Maurice Conde-Williams

Personal information
- Full name: Maurice Marcel Frederic Condé-Williams
- Born: 16 January 1885 England
- Died: 16 November 1967 (aged 82) Chelsea, London, England

Domestic team information
- 1913–1923: Royal Navy
- 1911–1913: Devon

Career statistics
| Competition | First-class |
| Matches | 2 |
| Runs scored | 54 |
| Batting average | 13.50 |
| 100s/50s | –/– |
| Top score | 30 |
| Balls bowled | 6 |
| Wickets | – |
| Bowling average | – |
| 5 wickets in innings | – |
| 10 wickets in match | – |
| Best bowling | – |
| Catches/stumpings | 2/– |
- Source: Cricinfo, 21 March 2011

= Maurice Conde-Williams =

English cricketer and Royal Navy officer

Maurice Marcel Frederic Condé-Williams OBE (16 January 1885 – 16 November 1967) was an English cricketer and Royal Navy officer who served with distinction in the First World War. He was educated at Brighton College, where in 1899 he played for the college cricket team. As a cricketer, his batting and bowling styles are unknown.

Condé-Williams was serving in the Royal Navy in 1908 aboard . He made his debut for Devon in the 1911 Minor Counties Championship against Dorset.
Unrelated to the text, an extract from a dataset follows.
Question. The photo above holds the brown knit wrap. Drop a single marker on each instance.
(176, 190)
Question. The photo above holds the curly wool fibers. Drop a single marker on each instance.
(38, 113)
He played for Devon from 1911 to 1913, representing them in 10 matches. He later made his first-class debut for the Royal Navy in 1913 against the Army. Condé-Williams served in the First World War, and following the conclusion of the war he was knighted with an OBE for his services as Secretary to Vice-Admiral Sir Sydney Fremantle. Condé-Williams held the temporary rank of Acting Paymaster-Commander and the permanent rank of Paymaster Lieutenant-Commander. He later played his second and final first-class match for the Royal Navy in 1923 against the Army. In his two first-class matches, he scored 54 runs at a batting average of 13.50, with a high score of 30.

He died in Chelsea, London, on 16 November 1967.